Assan Hanil Genel Müdürü Okan Gedik ise 60 kişilik Ar-Ge kadrosuyla dünya çapında rekabet gücüne sahip tamamen yerli tasarımlar geliştirdiklerini söyleyerek “Yüksek teknolojili küresel koltuk sektörünün yüzde 10’unu hedefledik. Tanıtımını yaptığımız hava süspansiyonlu sürücü koltuğu için daha şimdiden dünya devleri bizimle temasa geçti” dedi. Gedik, uçak koltuğu da dahil sektörde önemli bir oyuncu olduklarına işaret ederek sözlerine “Konuyla ilgili 18 fikri mülkiyet hakkı alınmış teknolojimiz var. Geliştirdiğimiz üründe kendimizden yenilikler yer alıyor.” şeklinde devam etti.

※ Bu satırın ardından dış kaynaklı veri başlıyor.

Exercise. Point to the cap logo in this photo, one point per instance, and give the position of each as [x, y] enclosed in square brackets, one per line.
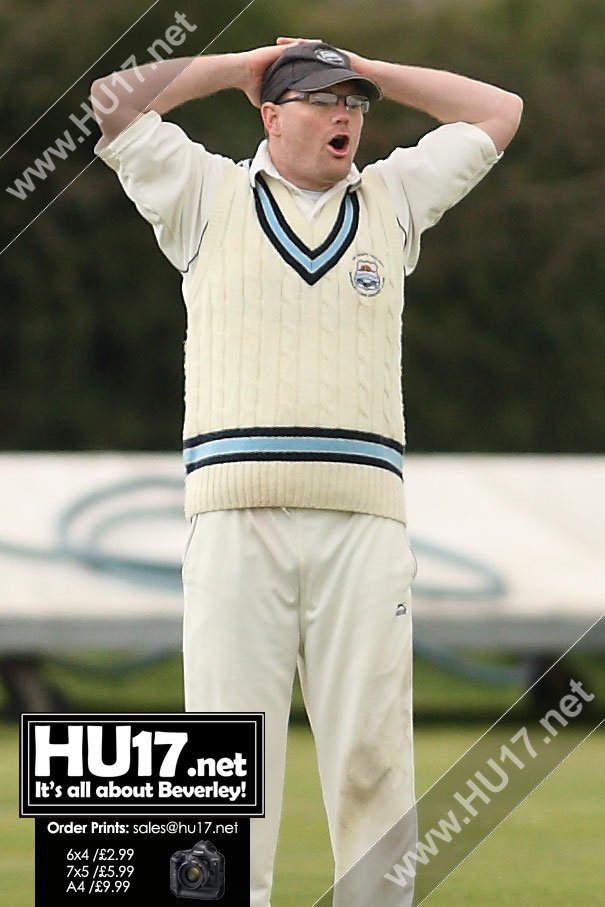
[331, 57]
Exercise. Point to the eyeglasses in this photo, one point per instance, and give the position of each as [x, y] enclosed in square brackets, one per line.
[328, 99]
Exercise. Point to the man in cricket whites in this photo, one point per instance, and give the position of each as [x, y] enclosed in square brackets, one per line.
[293, 267]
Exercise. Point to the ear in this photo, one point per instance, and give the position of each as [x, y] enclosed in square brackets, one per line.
[271, 115]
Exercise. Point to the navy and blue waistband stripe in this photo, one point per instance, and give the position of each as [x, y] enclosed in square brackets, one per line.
[310, 264]
[294, 444]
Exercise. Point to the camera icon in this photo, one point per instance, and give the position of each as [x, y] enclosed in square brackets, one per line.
[198, 873]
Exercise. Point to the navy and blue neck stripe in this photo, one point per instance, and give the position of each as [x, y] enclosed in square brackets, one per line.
[293, 444]
[310, 264]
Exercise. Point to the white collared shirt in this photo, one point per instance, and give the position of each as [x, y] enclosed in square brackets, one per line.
[173, 180]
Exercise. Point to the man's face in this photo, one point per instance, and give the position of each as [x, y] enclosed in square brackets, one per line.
[313, 146]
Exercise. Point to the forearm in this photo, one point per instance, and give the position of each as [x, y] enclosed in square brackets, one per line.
[120, 97]
[448, 97]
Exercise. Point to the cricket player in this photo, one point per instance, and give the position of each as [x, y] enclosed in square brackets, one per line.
[293, 267]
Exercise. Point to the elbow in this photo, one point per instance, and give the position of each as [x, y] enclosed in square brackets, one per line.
[506, 121]
[516, 109]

Okan Gedik, tanıtımı yapılan ‘hava süspansiyonlu sürücü koltuğu’nun tamamen yerli tasarım olduğunu belirtti ve “Ürünün geliştirilmesi için 13 mühendis 3.5 yıl süresince çalıştı. Yaklaşık 500 parçadan oluşuyor” dedi.

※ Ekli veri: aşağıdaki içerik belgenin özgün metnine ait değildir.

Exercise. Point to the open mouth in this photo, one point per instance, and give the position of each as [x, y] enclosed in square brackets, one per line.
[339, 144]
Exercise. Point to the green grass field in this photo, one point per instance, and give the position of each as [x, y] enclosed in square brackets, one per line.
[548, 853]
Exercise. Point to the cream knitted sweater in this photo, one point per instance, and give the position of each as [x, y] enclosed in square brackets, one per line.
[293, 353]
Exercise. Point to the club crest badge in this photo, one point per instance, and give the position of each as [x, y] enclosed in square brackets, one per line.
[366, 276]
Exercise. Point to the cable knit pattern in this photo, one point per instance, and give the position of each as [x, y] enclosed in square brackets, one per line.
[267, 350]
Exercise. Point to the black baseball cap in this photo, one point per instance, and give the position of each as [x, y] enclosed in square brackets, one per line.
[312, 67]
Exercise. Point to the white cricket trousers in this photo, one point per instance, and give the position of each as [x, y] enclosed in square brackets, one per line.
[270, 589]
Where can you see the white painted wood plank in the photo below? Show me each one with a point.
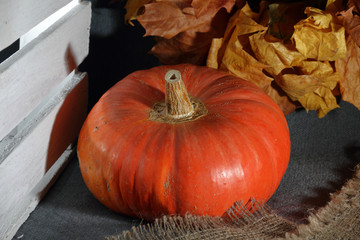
(19, 16)
(26, 172)
(31, 73)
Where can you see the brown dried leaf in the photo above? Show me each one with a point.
(236, 58)
(312, 86)
(351, 21)
(210, 7)
(233, 54)
(274, 53)
(212, 59)
(321, 100)
(132, 8)
(319, 37)
(349, 69)
(190, 46)
(279, 96)
(168, 18)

Uçak koltuğunda da Ar-Ge çalışmalarının önemine işaret ederek “Kompozit malzemelerle ağırlığı düşürmek istiyoruz. Zira 1 kg ağırlık uçaklara yılda 2500 $’lık yakıta mal oluyor” şeklinde konuştu.

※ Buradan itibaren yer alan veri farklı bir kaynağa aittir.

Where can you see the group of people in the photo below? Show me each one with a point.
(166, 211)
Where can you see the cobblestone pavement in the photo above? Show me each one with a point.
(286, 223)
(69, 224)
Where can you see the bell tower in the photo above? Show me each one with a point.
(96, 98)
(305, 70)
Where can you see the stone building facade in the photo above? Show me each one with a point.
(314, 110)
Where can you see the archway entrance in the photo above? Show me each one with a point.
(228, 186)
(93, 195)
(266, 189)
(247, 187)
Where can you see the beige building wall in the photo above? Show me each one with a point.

Tamer Saka, Türkiye’nin ülke olarak Sanayi Devrimi’ni kaçırdığını ancak Endüstri 4.0 ile yepyeni ve çok daha hızlı bir trenin perona girdiğini hatırlatarak “Bu yeni teknolojilerin sadece kullanıcısı değil aynı zamanda da geliştiricisi olacağız. Bu yıl sonunda İzmit’te ambalaj şirketimiz İspak’ın yeni fabrikasını açacağız. Bu fabrika Endüstri 4.0 tekniklerini kullanacak. Ayrıca Endüstri 4.0 teknolojisi üzerine tamamen Türkiye’ye yönelik özel servisler geliştirmek için bir ABD’li teknoloji devi ile de temas halindeyiz” dedi.
Saka, hedeflerinin küresel çapta rekabet gücüne sahip ürünler geliştirmek olduğuna işaret ederek sözlerine “Ülke olarak katma değeri yüksek ürünler geliştirmeliyiz. Hedefimiz artık otomobil elektroniğine girerek yeni oluşan teknolojilerde söz sahibi olmak. Bu çerçevede sadece otomobiller için değil tüm akıllı çözümler ilgi alanımıza girecek” şeklinde devam etti.